Poesia non viene dall’intelligenza, nasce dal nulla
dall’idiozia. Dal nulla. Dagli idioti. Dipingere almeno è avere
a che fare con errori dovuti al sonno. Solo quelli.

Sbuffo: viene il giardino alla sera della mia finestra.
Non dirò che è blu. Dirò della neve e del giardino giapponese;
di Kill Bill seduto appoggiato a un quadro astratto tra i più cupi.
In un minuscolo cortile al centro della Terra.

Pittura non sa parlare, si direbbe ferma ai tempi del cinema muto.
Ma non è autismo.: perché non parli o perché non taci.
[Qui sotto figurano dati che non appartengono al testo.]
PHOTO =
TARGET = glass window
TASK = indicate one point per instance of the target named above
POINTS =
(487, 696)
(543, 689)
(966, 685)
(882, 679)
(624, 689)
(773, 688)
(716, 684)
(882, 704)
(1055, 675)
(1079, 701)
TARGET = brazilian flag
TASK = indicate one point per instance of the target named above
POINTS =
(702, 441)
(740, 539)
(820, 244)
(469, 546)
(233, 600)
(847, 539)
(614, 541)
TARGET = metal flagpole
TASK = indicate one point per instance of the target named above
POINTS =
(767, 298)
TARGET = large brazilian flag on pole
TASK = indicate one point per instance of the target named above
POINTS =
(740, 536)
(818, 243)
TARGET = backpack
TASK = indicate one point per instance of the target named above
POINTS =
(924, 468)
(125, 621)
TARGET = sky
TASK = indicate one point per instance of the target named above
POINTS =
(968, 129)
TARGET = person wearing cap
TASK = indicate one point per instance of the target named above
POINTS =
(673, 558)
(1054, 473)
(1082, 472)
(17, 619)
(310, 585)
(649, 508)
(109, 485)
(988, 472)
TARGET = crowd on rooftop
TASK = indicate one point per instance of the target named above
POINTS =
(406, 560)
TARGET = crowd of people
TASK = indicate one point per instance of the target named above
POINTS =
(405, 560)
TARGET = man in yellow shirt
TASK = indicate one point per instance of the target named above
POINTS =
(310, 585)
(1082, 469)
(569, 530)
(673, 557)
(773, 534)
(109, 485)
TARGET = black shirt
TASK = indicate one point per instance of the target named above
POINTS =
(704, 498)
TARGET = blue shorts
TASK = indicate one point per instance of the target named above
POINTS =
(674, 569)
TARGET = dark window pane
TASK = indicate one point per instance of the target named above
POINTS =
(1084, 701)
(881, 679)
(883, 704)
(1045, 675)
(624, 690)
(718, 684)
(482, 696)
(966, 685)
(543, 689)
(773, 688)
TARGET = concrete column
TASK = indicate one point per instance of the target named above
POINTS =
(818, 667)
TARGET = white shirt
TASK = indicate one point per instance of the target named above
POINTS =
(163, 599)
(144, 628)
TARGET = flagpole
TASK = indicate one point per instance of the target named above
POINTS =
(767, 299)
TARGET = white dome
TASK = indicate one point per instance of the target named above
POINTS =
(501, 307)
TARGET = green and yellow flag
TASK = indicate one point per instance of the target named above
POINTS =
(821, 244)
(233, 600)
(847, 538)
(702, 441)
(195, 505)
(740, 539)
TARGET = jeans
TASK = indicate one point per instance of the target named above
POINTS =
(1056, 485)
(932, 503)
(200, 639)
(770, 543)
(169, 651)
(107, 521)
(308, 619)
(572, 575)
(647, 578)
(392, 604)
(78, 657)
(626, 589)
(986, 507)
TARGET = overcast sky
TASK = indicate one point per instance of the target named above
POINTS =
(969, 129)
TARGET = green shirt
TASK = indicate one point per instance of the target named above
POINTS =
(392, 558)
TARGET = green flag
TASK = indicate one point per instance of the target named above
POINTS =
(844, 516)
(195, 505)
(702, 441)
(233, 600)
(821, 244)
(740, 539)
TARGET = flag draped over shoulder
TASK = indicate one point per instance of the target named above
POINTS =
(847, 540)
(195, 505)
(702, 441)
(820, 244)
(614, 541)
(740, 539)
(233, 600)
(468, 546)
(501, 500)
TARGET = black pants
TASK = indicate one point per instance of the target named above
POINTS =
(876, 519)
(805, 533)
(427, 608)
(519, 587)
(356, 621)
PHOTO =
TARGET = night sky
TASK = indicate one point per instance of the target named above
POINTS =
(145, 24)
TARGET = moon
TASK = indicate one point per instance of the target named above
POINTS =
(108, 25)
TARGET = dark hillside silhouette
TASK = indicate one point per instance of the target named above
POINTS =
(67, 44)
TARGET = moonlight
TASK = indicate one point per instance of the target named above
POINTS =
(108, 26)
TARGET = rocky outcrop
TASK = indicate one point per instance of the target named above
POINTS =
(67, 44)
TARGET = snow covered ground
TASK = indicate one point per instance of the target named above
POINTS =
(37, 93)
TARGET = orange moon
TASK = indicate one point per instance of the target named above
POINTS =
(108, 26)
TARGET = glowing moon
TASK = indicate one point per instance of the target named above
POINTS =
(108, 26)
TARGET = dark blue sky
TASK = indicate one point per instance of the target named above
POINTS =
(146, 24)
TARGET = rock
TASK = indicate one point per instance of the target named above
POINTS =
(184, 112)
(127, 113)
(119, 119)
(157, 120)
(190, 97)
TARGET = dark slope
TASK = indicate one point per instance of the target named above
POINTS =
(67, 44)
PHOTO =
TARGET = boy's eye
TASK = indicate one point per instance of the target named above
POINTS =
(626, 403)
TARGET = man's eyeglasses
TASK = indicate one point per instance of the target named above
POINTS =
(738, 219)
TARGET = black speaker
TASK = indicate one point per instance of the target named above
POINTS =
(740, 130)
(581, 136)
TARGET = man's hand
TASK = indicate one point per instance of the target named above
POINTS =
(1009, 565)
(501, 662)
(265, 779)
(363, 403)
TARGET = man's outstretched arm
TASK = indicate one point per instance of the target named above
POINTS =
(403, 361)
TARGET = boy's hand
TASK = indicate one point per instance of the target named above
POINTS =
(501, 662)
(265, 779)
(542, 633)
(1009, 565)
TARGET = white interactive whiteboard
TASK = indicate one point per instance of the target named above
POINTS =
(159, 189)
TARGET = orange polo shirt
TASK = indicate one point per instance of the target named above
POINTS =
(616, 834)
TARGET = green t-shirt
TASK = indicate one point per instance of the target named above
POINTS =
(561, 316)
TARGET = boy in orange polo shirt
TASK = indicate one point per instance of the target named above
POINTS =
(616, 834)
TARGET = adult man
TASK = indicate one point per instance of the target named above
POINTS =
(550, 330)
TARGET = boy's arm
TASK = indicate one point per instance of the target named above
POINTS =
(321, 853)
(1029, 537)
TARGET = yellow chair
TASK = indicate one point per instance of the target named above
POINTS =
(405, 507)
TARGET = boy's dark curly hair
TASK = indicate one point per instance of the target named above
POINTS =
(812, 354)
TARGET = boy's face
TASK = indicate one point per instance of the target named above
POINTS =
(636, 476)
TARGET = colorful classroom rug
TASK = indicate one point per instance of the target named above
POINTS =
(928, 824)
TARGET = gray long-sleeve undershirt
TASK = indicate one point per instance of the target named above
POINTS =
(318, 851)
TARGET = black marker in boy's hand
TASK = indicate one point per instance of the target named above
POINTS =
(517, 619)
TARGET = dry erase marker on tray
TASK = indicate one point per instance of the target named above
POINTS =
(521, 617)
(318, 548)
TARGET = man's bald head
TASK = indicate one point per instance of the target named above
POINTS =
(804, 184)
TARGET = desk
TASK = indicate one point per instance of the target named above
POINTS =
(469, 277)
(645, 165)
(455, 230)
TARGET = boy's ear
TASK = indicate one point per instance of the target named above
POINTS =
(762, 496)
«Serve un fronzolo di sigaretta» lo dissi in un altro giardino
nel mezzo dello stagno, tenendomi in equilibrio sulle pietre.
“La verità mi è distante un metro.”
Immagini parcheggiate alla finestra. Veicoli per viaggi nel tempo.
Il cane abbaia ad ogni mio ricordo. Tegole della povertà
escono dalle case in processione. Metti il cellophane che piove!
Un’onda di ricordi. Voci nei tubetti.
«Siete pregati di non mettere in disordine quando esco.»